The attack took place in Kandahar province, which was the home base of the militant Islamic movement before it was toppled by a U.S.-led invasion in late 2001. The incident illustrated the extreme danger of travel in the Afghan countryside, even along main roads such as the one where the bus was commandeered. Many of those aboard the bus were women and children.

In recent months, Taliban and fellow insurgent groups have been staging attacks on roads that connect major cities in an apparent effort to show that the government does not exert any significant control in the hinterlands.

Violence in Afghanistan this year has hit its highest levels since the conflict began. Many of those killed have been combatants, but civilian deaths in 2008 so far have been estimated by the United Nations at more than 1,300.

The district where the bus attack took place, Maywand, is strategically important. Western troops have been struggling to choke off infiltration routes that lead into it from Helmand province, the center of Afghanistan’s drug trade. Many Taliban fighters based in Pakistan are believed to cross the border into Helmand and make their way from there via Maywand to the area surrounding Kandahar, the south’s main city, which lies about 40 miles to the east.
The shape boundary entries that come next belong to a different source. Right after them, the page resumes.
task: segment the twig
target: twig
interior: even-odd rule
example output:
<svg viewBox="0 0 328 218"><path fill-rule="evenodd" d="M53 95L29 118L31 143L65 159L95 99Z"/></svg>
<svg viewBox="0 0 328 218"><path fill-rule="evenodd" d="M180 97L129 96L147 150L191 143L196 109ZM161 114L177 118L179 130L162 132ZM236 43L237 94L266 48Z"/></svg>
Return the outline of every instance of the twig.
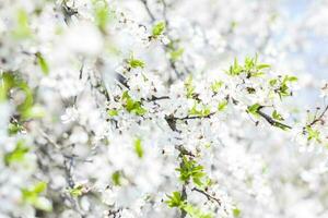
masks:
<svg viewBox="0 0 328 218"><path fill-rule="evenodd" d="M196 192L198 192L198 193L203 194L209 201L214 201L214 202L216 202L219 206L221 206L221 204L222 204L221 201L220 201L219 198L216 198L216 197L210 195L209 193L207 193L207 192L203 191L203 190L200 190L200 189L198 189L198 187L192 187L191 191L196 191Z"/></svg>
Canadian forces, who make up the bulk of the NATO-led contingent deployed across Kandahar province, have been suffering steady losses in near- daily clashes with insurgents in Maywand and nearby districts.

Despite the presence of Canadian and Afghan troops, Maywand is considered Taliban territory. Reports about the bus assault, which took place Thursday, were sketchy but chilling. Many attacks that take place in distant rural areas do not come to light until days or even weeks later.

Afghan authorities said the passengers were traveling in a two-bus convoy, a measure intended to bolster their safety. Militants manning a makeshift checkpoint fired on the first bus, which accelerated away from them. They were able to halt the second, with about 50 people on board.

Between 24 and 30 passengers were killed execution- style at the scene, according to Police Chief Matiullah Khan of Kandahar province.

Western news agencies quoted a Taliban spokesman as saying that 27 people were dragged from the captured bus and shot, and that they were Afghan army soldiers. The army denied that, saying regulations prohibit soldiers from traveling in the area by civilian transport.

Some of those aboard the seized bus were reported to have been freed, but a precise count was impossible to obtain.

A spokesman for the Afghan defense ministry, Gen. Mohammed Zahir Azimi, put the death toll at 31. He said six decapitated bodies were recovered elsewhere in the district, and about 25 bodies were found at the scene.

Elsewhere in the south, U.S.- led troops killed three militants in weekend clashes in Helmand, military and Afghan authorities said.